Cell Culture and Treatment

A-375 melanoma cell line was purchased from the Cell Bank of the Chinese Academy of Sciences (Shanghai, China). The cells were cultured in DMEM medium (PromoCell) supplemented with 10% fetal bovine serum (FBS, Sijiqing) at 37°C in a humidified incubator with 5% CO2. Cell transfection was performed using the Lipo8000TM transfection reagent (Beyotime) according to the manufacturer's protocol. Briefly, cells were seeded in six-well plates (Corning) and grown to a cell density of 30% and then transfected and cultured at 37°C for a further 48h, followed by harvesting for quantitative reverse-transcription polymerase chain reaction (qRT-PCR) and other experiment.

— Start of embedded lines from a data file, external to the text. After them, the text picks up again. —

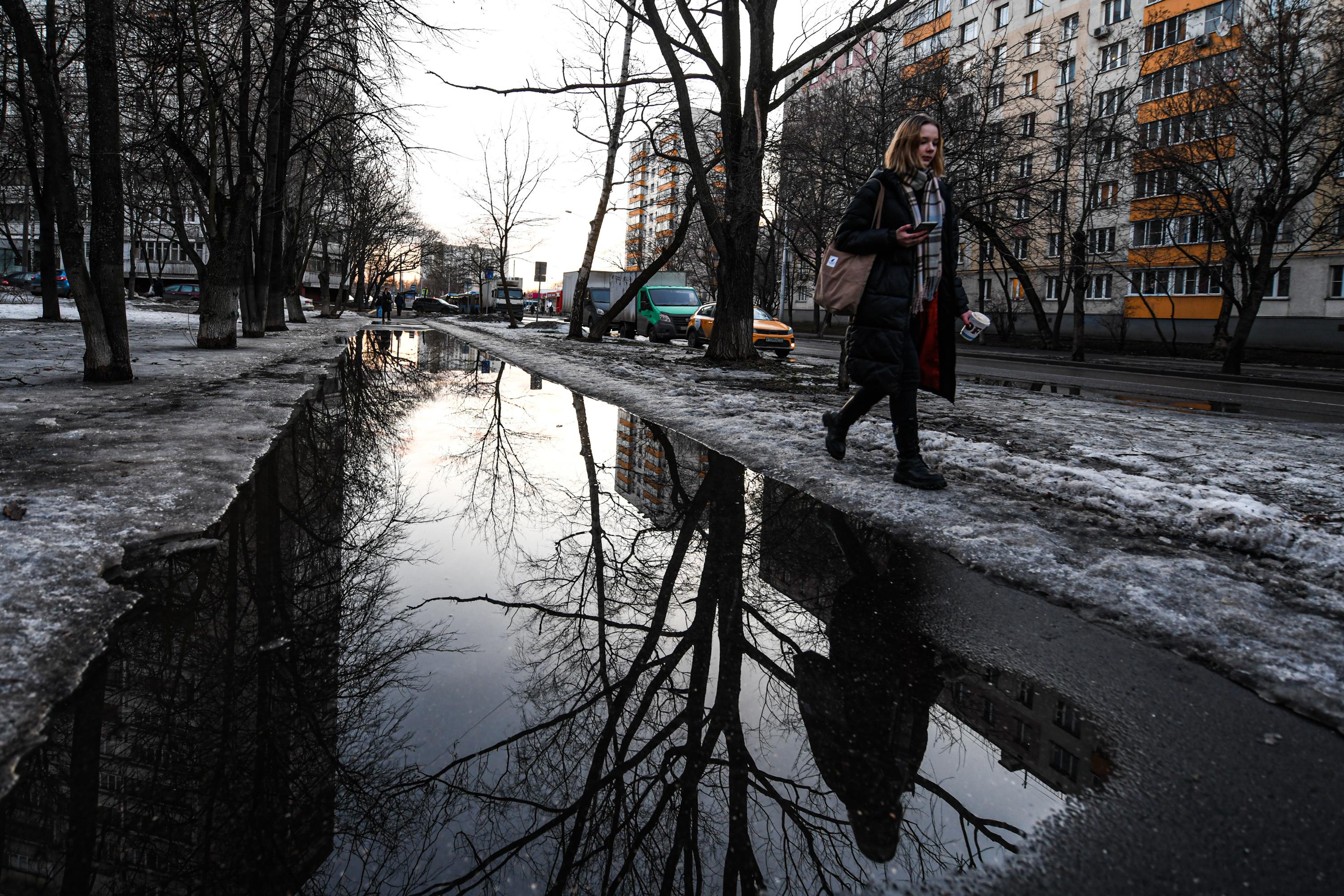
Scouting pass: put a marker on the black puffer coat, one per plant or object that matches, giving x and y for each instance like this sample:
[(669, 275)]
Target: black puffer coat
[(878, 332)]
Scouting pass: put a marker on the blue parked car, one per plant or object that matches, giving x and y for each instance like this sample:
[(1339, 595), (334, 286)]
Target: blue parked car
[(62, 284)]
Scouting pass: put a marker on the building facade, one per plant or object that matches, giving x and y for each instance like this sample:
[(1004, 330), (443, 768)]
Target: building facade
[(1046, 80)]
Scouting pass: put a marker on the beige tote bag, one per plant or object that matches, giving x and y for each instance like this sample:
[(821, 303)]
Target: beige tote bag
[(843, 276)]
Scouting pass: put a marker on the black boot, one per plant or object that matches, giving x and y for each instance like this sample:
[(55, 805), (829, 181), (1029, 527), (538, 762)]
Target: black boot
[(836, 433), (910, 468)]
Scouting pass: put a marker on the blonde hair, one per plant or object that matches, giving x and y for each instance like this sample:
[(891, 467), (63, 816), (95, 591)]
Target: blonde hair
[(904, 154)]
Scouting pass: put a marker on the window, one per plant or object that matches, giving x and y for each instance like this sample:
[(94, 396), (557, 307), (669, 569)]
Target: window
[(928, 13), (1064, 762), (1219, 13), (1068, 718), (1111, 103), (1150, 233), (1178, 281), (1115, 56), (1113, 11), (1105, 194), (1164, 34), (1280, 285), (1101, 241), (1098, 287)]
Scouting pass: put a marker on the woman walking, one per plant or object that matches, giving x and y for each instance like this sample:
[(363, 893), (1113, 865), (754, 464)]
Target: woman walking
[(904, 335)]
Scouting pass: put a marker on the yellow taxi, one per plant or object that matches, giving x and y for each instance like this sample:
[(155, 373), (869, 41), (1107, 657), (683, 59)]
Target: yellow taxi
[(768, 331)]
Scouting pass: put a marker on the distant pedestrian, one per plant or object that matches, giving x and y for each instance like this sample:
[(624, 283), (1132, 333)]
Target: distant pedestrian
[(904, 336)]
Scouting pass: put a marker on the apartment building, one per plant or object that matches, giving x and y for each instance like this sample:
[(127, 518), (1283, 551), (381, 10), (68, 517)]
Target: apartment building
[(658, 189), (154, 250), (1049, 69)]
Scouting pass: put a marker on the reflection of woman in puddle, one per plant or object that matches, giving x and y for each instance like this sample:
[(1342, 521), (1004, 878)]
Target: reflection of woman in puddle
[(866, 707)]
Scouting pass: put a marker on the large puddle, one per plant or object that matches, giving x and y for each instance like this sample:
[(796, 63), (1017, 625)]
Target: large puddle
[(467, 630)]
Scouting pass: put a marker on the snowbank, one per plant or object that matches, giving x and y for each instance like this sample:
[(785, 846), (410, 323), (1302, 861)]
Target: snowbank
[(99, 466), (1213, 535)]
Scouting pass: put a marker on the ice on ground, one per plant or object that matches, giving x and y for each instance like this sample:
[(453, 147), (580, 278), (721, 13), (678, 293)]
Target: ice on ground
[(99, 466), (1218, 536)]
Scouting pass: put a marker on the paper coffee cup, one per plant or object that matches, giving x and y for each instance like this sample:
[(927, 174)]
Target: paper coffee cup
[(976, 327)]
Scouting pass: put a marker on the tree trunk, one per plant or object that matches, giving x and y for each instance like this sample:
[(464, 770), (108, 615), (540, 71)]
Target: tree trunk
[(101, 319), (613, 148), (1225, 310), (1049, 338), (1078, 287), (221, 296), (107, 206)]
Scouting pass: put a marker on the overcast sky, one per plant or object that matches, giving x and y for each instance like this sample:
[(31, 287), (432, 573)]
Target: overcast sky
[(502, 43)]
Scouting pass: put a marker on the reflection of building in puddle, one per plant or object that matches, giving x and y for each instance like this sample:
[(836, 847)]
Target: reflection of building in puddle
[(1037, 730), (428, 350), (644, 472), (197, 754)]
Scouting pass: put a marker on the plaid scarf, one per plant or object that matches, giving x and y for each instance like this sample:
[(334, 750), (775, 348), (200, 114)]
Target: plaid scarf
[(926, 201)]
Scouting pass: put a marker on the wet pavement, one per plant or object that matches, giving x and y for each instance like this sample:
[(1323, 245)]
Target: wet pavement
[(467, 630)]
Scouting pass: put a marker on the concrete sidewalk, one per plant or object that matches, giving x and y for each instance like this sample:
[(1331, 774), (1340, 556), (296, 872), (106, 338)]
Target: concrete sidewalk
[(1268, 374), (99, 466)]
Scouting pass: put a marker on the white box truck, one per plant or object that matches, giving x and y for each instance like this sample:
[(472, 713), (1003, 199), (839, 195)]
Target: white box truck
[(660, 311)]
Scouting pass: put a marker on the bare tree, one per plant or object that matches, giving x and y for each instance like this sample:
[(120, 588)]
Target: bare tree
[(513, 168), (1250, 168), (103, 304)]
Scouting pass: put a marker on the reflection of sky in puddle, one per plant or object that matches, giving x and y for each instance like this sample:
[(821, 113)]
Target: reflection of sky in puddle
[(468, 703)]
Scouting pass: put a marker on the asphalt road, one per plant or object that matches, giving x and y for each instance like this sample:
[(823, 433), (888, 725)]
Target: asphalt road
[(1193, 393)]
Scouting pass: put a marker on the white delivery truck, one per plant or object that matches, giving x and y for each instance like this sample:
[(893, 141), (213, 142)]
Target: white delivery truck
[(660, 311)]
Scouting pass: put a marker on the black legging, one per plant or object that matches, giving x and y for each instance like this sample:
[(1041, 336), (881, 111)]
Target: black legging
[(904, 409)]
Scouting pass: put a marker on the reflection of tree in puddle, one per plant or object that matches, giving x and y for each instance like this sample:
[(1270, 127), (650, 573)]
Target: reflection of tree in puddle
[(635, 766), (246, 715)]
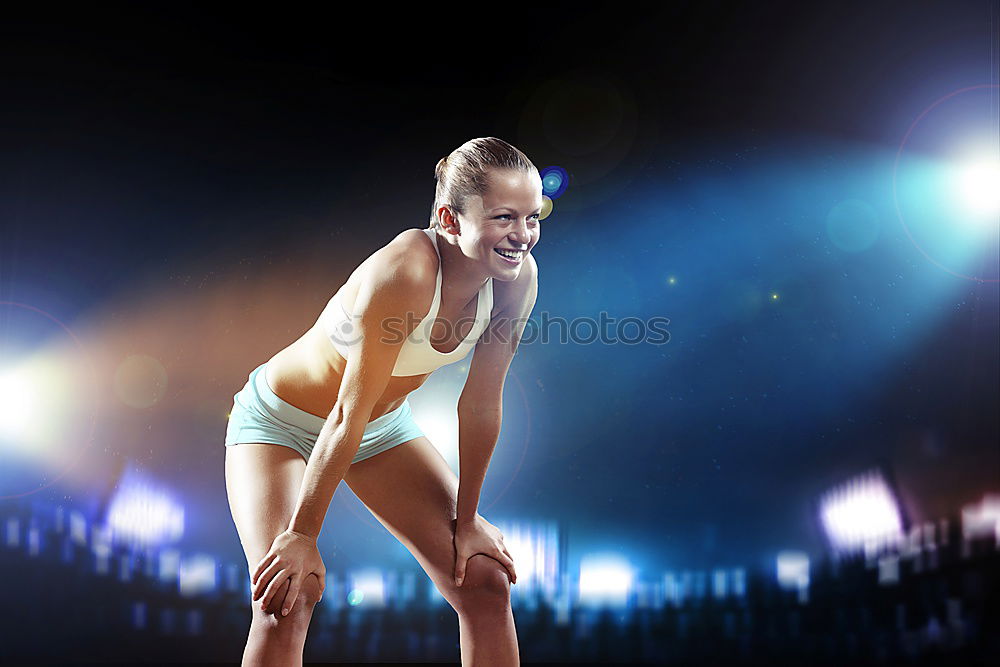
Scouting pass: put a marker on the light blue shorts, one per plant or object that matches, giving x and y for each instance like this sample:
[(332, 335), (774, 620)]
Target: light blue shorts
[(258, 415)]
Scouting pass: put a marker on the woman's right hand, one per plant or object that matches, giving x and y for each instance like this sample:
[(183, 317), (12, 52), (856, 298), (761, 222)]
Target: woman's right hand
[(292, 556)]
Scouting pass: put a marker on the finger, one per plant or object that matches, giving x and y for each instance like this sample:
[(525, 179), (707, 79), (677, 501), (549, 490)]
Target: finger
[(272, 589), (260, 567), (293, 592), (265, 578)]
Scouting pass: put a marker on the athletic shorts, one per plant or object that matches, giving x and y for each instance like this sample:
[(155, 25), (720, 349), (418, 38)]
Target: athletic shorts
[(258, 415)]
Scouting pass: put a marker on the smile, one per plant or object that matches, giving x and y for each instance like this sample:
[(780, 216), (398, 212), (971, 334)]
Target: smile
[(510, 256)]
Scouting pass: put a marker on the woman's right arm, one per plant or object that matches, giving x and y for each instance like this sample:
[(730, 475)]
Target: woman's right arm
[(394, 285)]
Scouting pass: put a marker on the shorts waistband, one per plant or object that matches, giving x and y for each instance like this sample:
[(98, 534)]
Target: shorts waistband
[(306, 420)]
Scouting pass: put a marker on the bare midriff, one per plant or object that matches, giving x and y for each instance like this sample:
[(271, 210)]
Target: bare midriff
[(308, 373)]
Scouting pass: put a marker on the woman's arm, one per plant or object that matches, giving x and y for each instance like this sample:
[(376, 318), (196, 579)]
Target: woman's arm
[(394, 283), (480, 407)]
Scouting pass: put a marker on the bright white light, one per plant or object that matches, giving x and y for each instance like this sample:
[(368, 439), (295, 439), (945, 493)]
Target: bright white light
[(441, 430), (605, 579), (861, 515), (197, 575), (793, 569), (534, 546), (370, 585), (142, 514), (978, 186), (19, 403)]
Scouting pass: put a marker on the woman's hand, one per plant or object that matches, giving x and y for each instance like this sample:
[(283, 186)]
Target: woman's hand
[(480, 537), (292, 556)]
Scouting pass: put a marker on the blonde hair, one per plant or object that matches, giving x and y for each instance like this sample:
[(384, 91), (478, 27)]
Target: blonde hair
[(464, 171)]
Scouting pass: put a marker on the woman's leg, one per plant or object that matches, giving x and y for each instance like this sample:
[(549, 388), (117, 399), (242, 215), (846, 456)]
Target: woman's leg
[(262, 482), (411, 490)]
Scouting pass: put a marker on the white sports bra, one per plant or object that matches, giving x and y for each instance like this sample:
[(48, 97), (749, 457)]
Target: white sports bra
[(416, 357)]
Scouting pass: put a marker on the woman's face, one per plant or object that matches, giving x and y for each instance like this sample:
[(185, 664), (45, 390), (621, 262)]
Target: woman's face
[(505, 218)]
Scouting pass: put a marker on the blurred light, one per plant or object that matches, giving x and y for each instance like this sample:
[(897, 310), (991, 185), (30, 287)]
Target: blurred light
[(142, 514), (605, 579), (140, 381), (554, 181), (852, 225), (978, 187), (441, 428), (367, 586), (169, 565), (888, 569), (197, 575), (38, 400), (719, 584), (19, 401), (546, 208), (534, 547), (982, 519), (861, 515), (793, 569)]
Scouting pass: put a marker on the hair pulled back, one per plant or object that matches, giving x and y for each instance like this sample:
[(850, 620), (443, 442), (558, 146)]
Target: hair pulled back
[(464, 171)]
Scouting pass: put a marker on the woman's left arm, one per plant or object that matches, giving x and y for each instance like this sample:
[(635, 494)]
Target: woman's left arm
[(480, 407)]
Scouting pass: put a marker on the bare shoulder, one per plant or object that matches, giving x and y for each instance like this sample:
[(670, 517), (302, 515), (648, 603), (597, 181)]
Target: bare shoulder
[(404, 271), (516, 296)]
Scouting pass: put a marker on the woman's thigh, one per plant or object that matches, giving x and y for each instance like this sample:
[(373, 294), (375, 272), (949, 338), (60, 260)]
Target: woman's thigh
[(411, 490), (262, 482)]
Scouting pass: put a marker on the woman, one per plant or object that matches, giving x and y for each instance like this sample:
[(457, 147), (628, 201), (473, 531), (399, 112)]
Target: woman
[(336, 398)]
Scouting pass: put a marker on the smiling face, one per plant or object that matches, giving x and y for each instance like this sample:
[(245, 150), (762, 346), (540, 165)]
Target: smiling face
[(500, 228)]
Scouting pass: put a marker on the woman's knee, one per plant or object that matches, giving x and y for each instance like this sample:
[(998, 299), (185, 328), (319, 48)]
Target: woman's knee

RNA Extraction and qRT-PCR

Total RNA from approximately 1×106 cells were isolated using TRIzol reagent (Pufer, Shanghai, China) according to the manufacturer’s protocol. The primer sequences used for qRT-PCR were as follows: HSPA4 forward-5’GCAGACACCAGCAGAAAATAAGG-3’, Reverse: 5’-TCGATTGGCAGGTCCACAGT-3’; for ACTB: Forward: 5’-CATGTACGTTGCTATCCAGGC-3’, Reverse: 5’-CTCCTTAATGTCACGCACGAT-3ʹ (Biomed, China). QRT-PCR parameters were: 95°C 3 min; (95°C 10s, 55°C 30s, and 72°C 32s) × 40 amplification cycles. Relative expression levels were normalized to internal controls and calculated according to the 2−ΔΔCT method.

CCK8 Assay

In each experiment, the logarithmic growth phase of cells was trypsinized and resuspended overnight in complete culture medium. At the scheduled time, cell proliferation was measured using the Cell Counting Kit-8 (CCK-8) reagent (APEXBIO, USA), following the manufacturer’s protocol. The optical density was read at 450 nm using a microplate reader (Molecular Devices).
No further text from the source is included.